Hiro Onoda, a true Soldier
This is a true story of a Japanese Soldier in WW II that stood loyally until 1974, 29 years after the end of WWII. He was ordered to remain at his position until further orders, and he did exactly that.
This is his story:
Onoda was trained by the Nakano School, after which he was stationed on Lubang Island in the Philippines. He was there when it was reclaimed by the Allies in February 1945, towards the conclusion of World War II. Most of the Japanese troops were killed or captured by Allied forces. Onoda, and several other men, hid in the jungle.
Time in hiding
Onoda continued his campaign, initially living in the mountains with three fellow soldiers (Yuichi Akatsu, Siochi Shimada and Kinshichi Kozuka). One of his comrades, Akatsu, eventually surrendered to Filipino forces in 1950 and confirmed that Onoda and the other two were alive. Shimada was killed in a gun battle with local forces in 1954, and Kozuka was killed in 1972, leaving Onoda alone in the mountains. For 29 years, he refused to surrender, dismissing as a ruse every attempt to convince him that the war was over. In 1959, Onoda was declared legally dead in Japan.

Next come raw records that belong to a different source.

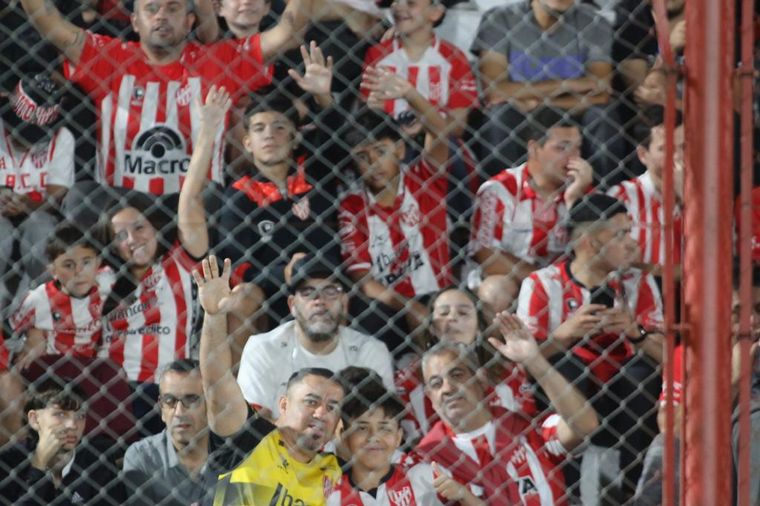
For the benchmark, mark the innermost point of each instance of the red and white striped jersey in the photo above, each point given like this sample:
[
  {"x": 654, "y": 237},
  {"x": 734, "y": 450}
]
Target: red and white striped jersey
[
  {"x": 442, "y": 75},
  {"x": 513, "y": 393},
  {"x": 404, "y": 246},
  {"x": 549, "y": 296},
  {"x": 156, "y": 327},
  {"x": 510, "y": 216},
  {"x": 411, "y": 486},
  {"x": 29, "y": 172},
  {"x": 645, "y": 207},
  {"x": 507, "y": 461},
  {"x": 149, "y": 115},
  {"x": 72, "y": 325}
]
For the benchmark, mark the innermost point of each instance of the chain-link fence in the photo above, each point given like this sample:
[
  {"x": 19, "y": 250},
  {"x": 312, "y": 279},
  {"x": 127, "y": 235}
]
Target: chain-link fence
[{"x": 444, "y": 229}]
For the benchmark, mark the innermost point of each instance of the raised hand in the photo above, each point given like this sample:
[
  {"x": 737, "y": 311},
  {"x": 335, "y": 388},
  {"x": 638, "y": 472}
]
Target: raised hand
[
  {"x": 317, "y": 78},
  {"x": 214, "y": 292},
  {"x": 218, "y": 102},
  {"x": 519, "y": 345},
  {"x": 385, "y": 84}
]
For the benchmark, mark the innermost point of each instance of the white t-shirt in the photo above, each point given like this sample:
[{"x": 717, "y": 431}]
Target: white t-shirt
[{"x": 270, "y": 359}]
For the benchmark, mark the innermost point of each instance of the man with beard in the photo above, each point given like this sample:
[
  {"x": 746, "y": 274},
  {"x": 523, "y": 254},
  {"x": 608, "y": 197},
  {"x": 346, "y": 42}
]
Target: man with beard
[
  {"x": 315, "y": 338},
  {"x": 264, "y": 464}
]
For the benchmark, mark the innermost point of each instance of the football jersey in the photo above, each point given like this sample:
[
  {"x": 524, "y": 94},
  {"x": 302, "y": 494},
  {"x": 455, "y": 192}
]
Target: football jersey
[
  {"x": 153, "y": 327},
  {"x": 442, "y": 74},
  {"x": 549, "y": 296},
  {"x": 645, "y": 208},
  {"x": 70, "y": 324},
  {"x": 149, "y": 115},
  {"x": 402, "y": 486},
  {"x": 507, "y": 461},
  {"x": 270, "y": 476},
  {"x": 510, "y": 216},
  {"x": 29, "y": 172},
  {"x": 513, "y": 393},
  {"x": 404, "y": 246}
]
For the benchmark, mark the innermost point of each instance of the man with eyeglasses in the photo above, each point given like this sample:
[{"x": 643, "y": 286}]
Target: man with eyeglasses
[
  {"x": 173, "y": 463},
  {"x": 316, "y": 337}
]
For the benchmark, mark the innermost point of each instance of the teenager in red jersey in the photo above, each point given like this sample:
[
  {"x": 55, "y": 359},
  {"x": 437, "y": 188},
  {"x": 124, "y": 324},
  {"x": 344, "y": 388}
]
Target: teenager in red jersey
[
  {"x": 504, "y": 457},
  {"x": 369, "y": 439},
  {"x": 150, "y": 312}
]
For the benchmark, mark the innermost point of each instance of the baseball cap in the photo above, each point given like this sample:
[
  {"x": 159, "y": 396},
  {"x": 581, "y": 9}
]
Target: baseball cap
[
  {"x": 316, "y": 266},
  {"x": 594, "y": 207},
  {"x": 34, "y": 107}
]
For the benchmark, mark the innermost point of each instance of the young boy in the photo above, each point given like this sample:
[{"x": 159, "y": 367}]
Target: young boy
[
  {"x": 393, "y": 226},
  {"x": 63, "y": 315},
  {"x": 371, "y": 435},
  {"x": 55, "y": 465}
]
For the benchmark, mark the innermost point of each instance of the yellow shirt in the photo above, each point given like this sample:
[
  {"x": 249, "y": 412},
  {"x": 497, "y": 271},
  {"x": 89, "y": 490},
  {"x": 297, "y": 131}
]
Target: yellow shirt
[{"x": 269, "y": 476}]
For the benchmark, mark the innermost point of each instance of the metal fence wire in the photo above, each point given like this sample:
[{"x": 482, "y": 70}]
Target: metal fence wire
[{"x": 334, "y": 251}]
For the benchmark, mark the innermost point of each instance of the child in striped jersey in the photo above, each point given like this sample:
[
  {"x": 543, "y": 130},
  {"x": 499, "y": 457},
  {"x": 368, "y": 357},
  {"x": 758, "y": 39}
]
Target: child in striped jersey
[
  {"x": 63, "y": 316},
  {"x": 370, "y": 436}
]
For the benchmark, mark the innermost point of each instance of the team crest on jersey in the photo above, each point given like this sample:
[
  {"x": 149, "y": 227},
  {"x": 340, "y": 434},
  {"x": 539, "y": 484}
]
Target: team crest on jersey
[
  {"x": 265, "y": 228},
  {"x": 159, "y": 150},
  {"x": 327, "y": 486},
  {"x": 137, "y": 95},
  {"x": 301, "y": 208}
]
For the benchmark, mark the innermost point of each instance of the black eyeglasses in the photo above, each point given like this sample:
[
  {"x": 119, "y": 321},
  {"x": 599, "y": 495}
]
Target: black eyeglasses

Found by a Japanese student, Norio Suzuki, Onoda still refused to abandon his mission, unless he received orders to lay down his arms from his superior officer. Suzuki offered his help, and returned to Japan with photographs of himself and Onoda as proof of their encounter. In 1974 the Japanese government located Onoda’s commanding officer, Major Taniguchi, who had since become a bookseller. He flew to Lubang and informed Onoda of the defeat of Japan in WWII and ordered him to lay down his arms. Lieutenant Onoda emerged from the jungle 29 years after the end of World War II, and accepted the commanding officer’s order of surrender in his uniform and sword, with his Arisaka Type 99 rifle still in operating condition, 500 rounds of ammunition and several hand grenades. This makes him the second-to-last fighting Japanese soldier of World War II, before Teruo Nakamura. Although many sources in modern culture poke fun at Onoda for “not believing the war was over,” the primary motivation related to his devout belief in military discipline and honor: He had been ordered to never leave his post until he received a specific order enabling him to do so. Those orders did not arrive until 1974.
Though he had killed some thirty Philippine inhabitants of the island and engaged in several shootouts with the police, the circumstances of these events were taken into consideration, and Onoda received a pardon from President Ferdinand Marcos.
After his surrender, Onoda moved to Brazil, where he became a cattle farmer. He released an autobiography, No Surrender: My Thirty-Year War, shortly after his surrender, detailing his life as a guerrilla fighter in a war that was long over. He revisited Lubang Island in 1996, donating $10,000 for the local school on Lubang. He then married a Japanese woman (at age 74) and moved back to Japan where he established a nature camp for children. At the camp Onoda shares what he learned about survival through resourcefulness and ingenuity. As of 2008, Onoda is still living in Japan. He is an assenter of The Truth about Nanjing movie.